Jun 24, 2020 00:00 · 532 words · 3 minute read cognitive enhancement business nootropics

I long for the professionalization of the cognitive enhancement industry. The professionalization that is desperately needed. Let me explain.

Right now, we have a bunch of nootropics companies selling “stacks” that presumably enhance cognition. Rarely any of these companies have a shred of clinical evidence for their claims. Some individual ingredients have solid research behind them; however, mixing them in a single pill should warrant an additional test if the beneficial properties are preserved. I don’t even ask for evidence of the synergistic effect, which would be great, but it’s not easy to reach.

In addition to supplements, which are probably the most popular option so far, there’s a whole set of devices from “neurohacking” class, based on technologies like tDCS (transcranial direct current stimulation) or PEMF (pulsed electromagnetic field). They promise a lot. However, the benefits depend on multiple factors, and we’re nowhere near understanding enough of the technology to market it as “enhancing cognition.”

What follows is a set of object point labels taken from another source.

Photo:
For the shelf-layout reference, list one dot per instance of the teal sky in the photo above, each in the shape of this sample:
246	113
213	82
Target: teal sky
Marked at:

Add on top of that numerous brain training programs or games (often including bio- and neurofeedback). The level of their effectiveness often is indistinguishable from placebo. It’s not like they have no chance to work — the area needs way more research before claiming such extraordinary benefits.

Will they ban meditation?

The extraordinary claims heard by people who have no idea how many of these are backed by solid research tend to induce fear. Take, for example, the long article on ethics of nootropics usage from Psychology Today where the author seriously considers banning of nootropics, like they have properties exactly from Limitless movie:

This is when it gets a bit fuzzy, and where a libertarian extreme — or its polar opposite — may become relevant.

In this case, perhaps it makes sense to either make nootropics available — or banned — to all. Either way, equal access (or lack thereof) is guaranteed.

If you consider banning nootropics because they sometimes give a bit of an edge for some cognitive skills, maybe we should ban meditation, which also has these properties? And let’s tell everybody to eat at McDonald’s to level the playing field, because, you know, some diets are better for brain than the others.

Medical uses to the rescue.

I believe that the easiest way to make the industry a bit less wild west than it is now would be to go back to medical uses: age-related dementia, cognitive decline in Alzheimer’s, narcolepsy, ADHD, to name a few. In some cases, the existing drugs are very effective (modafinil and narcolepsy, for instance). In some, there’s almost nothing to choose from that would work and be safe long-term. The rigor of clinical trials applied to cognitive enhancers would drastically improve the quality of the pills we are served.

The rigor of clinical trials applied to cognitive enhancers would drastically improve the quality of the pills we are served. Besides, the claims would need to be moderated, and fewer people would believe that the vision from Limitless movie is attainable. And we wouldn’t have discussions on bans, but instead on how to systematically improve human cognition at the planetary level.

The last one might not happen during my lifetime, but it’s always nice to dream ;).